Tuesday, April 26, 2016

"It Was Just Boys Walking" (2004)

When "It Was Just Boys Walking" -- Dave Eggers' three-part nonfiction account of Valentino Deng (aka Dominic Arou), one of the "Lost Boys" of the Sudan -- first appeared in the successive March through May 2004 issues of The Believer, it may have felt to readers like a significant shift in direction for his work. And it was an overt shift -- but also one that had been gathering steam for some time.

Field reportage  had long been an element of the publications that Eggers edited or published, not least in The Believer itself. Although much of the popular conception of The Believer understandably focuses on its arts writing and long-form interviews, it's always had a strong element of reportage and political writing too.  The April issue that ran Eggers' second installment also included reports by Joshua Bearman and Stephen Elliot from the primaries in Iowa and Wisconsin. Even Issue 1 of the magazine, in March 2003, featured Marc Herman -- who also contributed some of the most cutting political field reporting to Might magazine -- turning in a sharp critique on how the antiwar protests that spring might have proved to be "more about voicing opposition for the record than actually affecting the chances for a war."

But "It Was Just Boys Walking" represented a new commitment to that form by Eggers himself in his work.
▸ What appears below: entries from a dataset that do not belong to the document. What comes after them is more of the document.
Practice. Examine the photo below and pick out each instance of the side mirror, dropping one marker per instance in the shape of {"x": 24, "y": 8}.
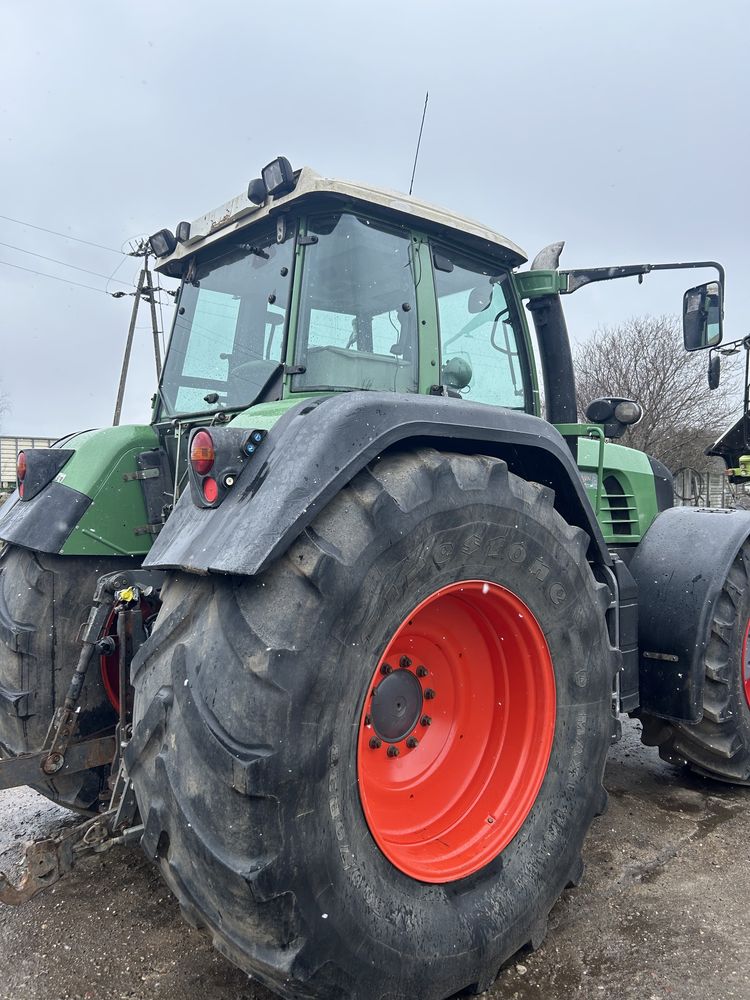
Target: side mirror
{"x": 615, "y": 413}
{"x": 714, "y": 371}
{"x": 702, "y": 316}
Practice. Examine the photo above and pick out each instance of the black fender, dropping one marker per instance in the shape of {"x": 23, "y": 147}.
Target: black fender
{"x": 318, "y": 446}
{"x": 680, "y": 568}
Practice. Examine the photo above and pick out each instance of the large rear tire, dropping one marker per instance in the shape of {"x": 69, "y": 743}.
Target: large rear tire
{"x": 44, "y": 600}
{"x": 719, "y": 745}
{"x": 250, "y": 746}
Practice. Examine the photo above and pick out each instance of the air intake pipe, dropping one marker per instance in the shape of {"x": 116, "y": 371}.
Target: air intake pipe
{"x": 554, "y": 345}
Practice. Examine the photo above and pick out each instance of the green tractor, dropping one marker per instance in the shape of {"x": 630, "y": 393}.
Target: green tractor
{"x": 360, "y": 610}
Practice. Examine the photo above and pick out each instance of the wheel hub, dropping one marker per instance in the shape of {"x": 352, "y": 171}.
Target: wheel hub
{"x": 456, "y": 731}
{"x": 396, "y": 706}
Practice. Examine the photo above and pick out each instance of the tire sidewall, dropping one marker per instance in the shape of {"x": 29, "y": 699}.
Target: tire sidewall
{"x": 522, "y": 547}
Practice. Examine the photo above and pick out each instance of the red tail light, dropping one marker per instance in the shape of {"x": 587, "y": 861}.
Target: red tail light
{"x": 202, "y": 453}
{"x": 210, "y": 490}
{"x": 20, "y": 471}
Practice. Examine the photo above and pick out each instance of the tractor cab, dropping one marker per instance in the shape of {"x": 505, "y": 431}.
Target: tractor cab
{"x": 332, "y": 287}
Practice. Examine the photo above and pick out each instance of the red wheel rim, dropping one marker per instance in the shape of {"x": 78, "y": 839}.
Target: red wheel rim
{"x": 746, "y": 664}
{"x": 451, "y": 759}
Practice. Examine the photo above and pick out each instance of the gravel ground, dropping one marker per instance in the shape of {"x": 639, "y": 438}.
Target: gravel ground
{"x": 662, "y": 911}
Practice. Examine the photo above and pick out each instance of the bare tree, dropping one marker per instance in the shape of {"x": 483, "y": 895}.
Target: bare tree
{"x": 4, "y": 404}
{"x": 644, "y": 359}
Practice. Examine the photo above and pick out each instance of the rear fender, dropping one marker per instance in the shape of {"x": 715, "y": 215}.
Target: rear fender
{"x": 93, "y": 505}
{"x": 318, "y": 446}
{"x": 680, "y": 567}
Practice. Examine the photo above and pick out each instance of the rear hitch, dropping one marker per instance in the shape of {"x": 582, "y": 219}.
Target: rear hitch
{"x": 46, "y": 861}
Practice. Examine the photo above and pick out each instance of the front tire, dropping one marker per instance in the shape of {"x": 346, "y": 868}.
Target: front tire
{"x": 719, "y": 745}
{"x": 250, "y": 701}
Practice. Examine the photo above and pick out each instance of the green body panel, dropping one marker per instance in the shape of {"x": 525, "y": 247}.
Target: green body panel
{"x": 627, "y": 513}
{"x": 101, "y": 460}
{"x": 264, "y": 415}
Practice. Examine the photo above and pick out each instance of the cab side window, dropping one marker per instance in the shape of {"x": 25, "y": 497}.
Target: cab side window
{"x": 481, "y": 343}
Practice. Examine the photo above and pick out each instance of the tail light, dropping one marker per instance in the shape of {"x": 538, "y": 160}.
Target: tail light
{"x": 37, "y": 467}
{"x": 202, "y": 453}
{"x": 21, "y": 472}
{"x": 217, "y": 459}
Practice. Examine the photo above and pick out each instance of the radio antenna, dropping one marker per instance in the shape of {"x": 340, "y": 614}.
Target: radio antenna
{"x": 419, "y": 140}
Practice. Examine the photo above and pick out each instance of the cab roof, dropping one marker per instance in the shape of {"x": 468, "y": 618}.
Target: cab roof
{"x": 311, "y": 188}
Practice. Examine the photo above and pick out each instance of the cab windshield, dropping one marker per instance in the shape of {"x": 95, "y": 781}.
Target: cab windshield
{"x": 228, "y": 335}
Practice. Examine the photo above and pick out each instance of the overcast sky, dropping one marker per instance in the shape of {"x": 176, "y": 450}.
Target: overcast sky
{"x": 619, "y": 127}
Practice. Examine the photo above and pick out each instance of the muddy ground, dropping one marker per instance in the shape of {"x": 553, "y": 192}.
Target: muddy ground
{"x": 663, "y": 911}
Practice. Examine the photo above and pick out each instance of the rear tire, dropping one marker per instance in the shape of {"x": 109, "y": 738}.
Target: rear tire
{"x": 719, "y": 745}
{"x": 44, "y": 599}
{"x": 249, "y": 697}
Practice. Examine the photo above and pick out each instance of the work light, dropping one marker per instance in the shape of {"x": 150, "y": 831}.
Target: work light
{"x": 162, "y": 243}
{"x": 278, "y": 176}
It's written very much in the vein of modern longform journalism: a sharply described opening in a deafeningly loud cargo plane, followed by a section of back-story about the Sudan exodus, and then a journey back into Sudan with a nominally first-person reportorial presence. Like a John McPhee piece, you don't really learn anything about Eggers himself through that first-person -- he's really more of a stand-in for the inquiring reader.
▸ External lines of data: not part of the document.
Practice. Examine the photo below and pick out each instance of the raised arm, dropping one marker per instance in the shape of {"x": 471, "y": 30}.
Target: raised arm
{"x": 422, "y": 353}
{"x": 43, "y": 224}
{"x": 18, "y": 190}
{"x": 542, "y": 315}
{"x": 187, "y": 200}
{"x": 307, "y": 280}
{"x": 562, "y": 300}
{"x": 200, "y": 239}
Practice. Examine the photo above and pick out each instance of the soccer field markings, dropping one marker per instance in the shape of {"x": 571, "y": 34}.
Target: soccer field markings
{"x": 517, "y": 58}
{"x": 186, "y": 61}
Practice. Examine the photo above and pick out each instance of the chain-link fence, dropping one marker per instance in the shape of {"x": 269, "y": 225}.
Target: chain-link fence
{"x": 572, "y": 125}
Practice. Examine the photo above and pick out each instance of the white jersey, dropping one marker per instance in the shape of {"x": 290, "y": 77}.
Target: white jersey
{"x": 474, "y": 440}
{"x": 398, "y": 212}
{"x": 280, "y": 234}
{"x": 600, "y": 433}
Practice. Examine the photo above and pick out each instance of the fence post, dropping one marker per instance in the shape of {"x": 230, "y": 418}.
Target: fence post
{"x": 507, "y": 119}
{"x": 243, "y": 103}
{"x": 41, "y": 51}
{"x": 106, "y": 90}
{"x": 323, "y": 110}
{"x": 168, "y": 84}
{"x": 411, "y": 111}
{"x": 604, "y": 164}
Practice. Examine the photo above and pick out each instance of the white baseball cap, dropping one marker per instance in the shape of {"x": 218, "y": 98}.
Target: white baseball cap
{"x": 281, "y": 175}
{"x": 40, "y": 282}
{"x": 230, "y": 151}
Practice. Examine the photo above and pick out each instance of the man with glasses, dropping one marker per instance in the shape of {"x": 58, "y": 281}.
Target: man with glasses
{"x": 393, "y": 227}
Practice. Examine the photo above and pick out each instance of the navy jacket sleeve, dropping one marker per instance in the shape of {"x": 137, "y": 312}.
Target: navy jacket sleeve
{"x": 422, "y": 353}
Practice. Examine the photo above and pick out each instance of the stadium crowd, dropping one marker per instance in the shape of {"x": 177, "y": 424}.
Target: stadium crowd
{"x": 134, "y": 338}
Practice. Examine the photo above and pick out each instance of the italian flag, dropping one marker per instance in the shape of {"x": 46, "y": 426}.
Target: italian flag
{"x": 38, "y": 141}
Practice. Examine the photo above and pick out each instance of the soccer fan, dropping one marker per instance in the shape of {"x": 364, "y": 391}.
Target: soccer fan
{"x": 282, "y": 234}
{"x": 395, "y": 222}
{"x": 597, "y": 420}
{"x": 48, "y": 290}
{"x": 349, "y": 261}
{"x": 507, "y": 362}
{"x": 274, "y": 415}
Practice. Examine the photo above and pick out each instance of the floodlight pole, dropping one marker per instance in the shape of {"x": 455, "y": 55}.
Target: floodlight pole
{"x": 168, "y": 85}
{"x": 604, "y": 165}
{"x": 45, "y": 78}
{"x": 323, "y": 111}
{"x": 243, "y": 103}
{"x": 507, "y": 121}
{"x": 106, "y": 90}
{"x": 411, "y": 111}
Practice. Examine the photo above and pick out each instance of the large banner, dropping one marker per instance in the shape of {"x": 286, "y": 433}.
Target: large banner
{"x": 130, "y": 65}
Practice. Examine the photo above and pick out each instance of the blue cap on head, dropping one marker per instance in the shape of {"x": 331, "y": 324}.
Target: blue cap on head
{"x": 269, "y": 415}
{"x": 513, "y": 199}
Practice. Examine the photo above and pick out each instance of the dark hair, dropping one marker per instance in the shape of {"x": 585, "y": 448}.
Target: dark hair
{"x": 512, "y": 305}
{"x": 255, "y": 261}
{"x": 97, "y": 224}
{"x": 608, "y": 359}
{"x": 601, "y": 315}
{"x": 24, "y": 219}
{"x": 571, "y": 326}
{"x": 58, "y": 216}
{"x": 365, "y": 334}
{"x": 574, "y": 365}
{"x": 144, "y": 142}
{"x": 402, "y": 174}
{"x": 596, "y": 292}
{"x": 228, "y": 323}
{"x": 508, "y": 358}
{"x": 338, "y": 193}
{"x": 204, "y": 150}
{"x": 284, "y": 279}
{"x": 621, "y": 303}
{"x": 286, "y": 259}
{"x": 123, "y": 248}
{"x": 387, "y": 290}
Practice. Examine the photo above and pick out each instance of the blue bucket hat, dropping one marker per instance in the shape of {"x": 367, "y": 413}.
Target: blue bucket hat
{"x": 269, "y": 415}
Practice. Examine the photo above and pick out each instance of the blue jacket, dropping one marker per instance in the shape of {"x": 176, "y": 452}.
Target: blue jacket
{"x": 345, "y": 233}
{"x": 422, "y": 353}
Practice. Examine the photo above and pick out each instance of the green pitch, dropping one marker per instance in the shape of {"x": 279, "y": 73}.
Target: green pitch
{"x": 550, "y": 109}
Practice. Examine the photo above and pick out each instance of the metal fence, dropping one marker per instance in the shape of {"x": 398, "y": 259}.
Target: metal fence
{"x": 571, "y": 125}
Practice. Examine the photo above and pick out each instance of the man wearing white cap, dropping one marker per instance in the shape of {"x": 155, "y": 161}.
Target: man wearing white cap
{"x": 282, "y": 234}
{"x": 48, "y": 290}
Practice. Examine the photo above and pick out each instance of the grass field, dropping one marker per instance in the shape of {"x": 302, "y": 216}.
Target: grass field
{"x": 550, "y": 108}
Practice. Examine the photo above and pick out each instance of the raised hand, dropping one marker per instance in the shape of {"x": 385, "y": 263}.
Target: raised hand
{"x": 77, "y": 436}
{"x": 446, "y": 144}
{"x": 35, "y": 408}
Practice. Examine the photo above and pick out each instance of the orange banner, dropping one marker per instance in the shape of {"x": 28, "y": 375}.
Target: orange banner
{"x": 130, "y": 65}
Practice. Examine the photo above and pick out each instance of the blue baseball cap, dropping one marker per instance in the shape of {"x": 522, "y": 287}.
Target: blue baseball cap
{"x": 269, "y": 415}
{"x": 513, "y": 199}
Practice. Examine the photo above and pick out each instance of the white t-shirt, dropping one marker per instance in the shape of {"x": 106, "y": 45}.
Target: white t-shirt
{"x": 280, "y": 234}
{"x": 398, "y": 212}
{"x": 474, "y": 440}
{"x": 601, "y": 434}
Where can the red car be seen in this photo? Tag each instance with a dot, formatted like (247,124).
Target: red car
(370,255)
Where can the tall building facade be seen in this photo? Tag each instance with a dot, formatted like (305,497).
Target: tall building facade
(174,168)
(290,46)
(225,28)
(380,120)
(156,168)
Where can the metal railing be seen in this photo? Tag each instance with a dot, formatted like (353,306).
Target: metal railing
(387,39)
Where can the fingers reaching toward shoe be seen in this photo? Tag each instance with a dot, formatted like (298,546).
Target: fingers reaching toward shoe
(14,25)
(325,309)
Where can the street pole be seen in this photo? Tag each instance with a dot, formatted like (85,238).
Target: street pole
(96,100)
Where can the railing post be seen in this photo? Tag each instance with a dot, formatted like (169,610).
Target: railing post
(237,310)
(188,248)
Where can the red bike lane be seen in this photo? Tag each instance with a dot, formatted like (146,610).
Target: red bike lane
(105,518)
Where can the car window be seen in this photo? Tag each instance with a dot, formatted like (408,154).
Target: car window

The first and third installments are essentially straight-up "New New Journalism" -- something that would be perfectly at home in the New Yorker.  The second installment, curiously, is an oral history by Deng -- also a well-established form itself, and one that we'll soon see taking particular significance here in the McSweeney's subsequent Voice of Witness publications.
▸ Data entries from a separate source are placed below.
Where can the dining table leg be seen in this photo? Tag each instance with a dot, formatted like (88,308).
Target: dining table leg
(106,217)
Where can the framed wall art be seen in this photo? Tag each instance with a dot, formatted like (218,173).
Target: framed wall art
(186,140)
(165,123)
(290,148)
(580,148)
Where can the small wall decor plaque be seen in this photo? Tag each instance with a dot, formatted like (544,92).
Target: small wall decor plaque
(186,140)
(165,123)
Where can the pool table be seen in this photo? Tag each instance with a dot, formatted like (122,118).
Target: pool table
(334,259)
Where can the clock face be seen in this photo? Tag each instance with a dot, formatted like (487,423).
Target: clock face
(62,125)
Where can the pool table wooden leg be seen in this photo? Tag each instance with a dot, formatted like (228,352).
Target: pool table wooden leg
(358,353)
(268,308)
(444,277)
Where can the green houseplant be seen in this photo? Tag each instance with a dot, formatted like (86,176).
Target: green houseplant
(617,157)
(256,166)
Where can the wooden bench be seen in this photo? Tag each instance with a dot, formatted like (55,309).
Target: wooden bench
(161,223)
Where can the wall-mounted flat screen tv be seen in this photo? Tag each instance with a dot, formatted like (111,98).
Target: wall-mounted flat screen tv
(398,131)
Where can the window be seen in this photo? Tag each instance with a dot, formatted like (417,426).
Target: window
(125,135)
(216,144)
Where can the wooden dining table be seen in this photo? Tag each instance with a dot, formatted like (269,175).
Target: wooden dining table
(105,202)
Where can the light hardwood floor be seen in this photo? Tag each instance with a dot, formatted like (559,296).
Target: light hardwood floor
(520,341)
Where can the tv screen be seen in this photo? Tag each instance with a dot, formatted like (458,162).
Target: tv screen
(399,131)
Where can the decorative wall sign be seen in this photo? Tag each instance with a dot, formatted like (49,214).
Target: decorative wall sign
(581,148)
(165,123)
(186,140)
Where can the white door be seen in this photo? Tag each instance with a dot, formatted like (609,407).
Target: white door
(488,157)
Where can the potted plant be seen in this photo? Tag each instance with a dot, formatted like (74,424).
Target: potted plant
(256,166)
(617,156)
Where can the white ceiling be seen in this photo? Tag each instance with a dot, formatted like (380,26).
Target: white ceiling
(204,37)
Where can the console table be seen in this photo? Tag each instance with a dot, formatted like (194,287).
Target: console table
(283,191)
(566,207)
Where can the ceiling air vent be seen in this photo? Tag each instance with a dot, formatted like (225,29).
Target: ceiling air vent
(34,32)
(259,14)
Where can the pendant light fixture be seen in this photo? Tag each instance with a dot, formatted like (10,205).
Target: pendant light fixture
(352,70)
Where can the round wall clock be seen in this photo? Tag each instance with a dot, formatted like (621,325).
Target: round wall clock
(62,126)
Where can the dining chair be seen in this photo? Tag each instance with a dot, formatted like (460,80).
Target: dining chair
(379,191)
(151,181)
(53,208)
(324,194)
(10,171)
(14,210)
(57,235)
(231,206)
What's structurally interesting about this piece, though, is that Eggers inserted an oral history squarely into the middle of a modern longform journalistic narrative -- a unusual merging of two forms that are in themselves now fairly conventional.  It's a combination that takes advantage of the cycle of a monthly magazine, and of the now rarely-used installment structure. The two forms and POVs don't really clash, because you're reading each them a month apart from each other -- and they give a fascinating pair of perspectives on the story.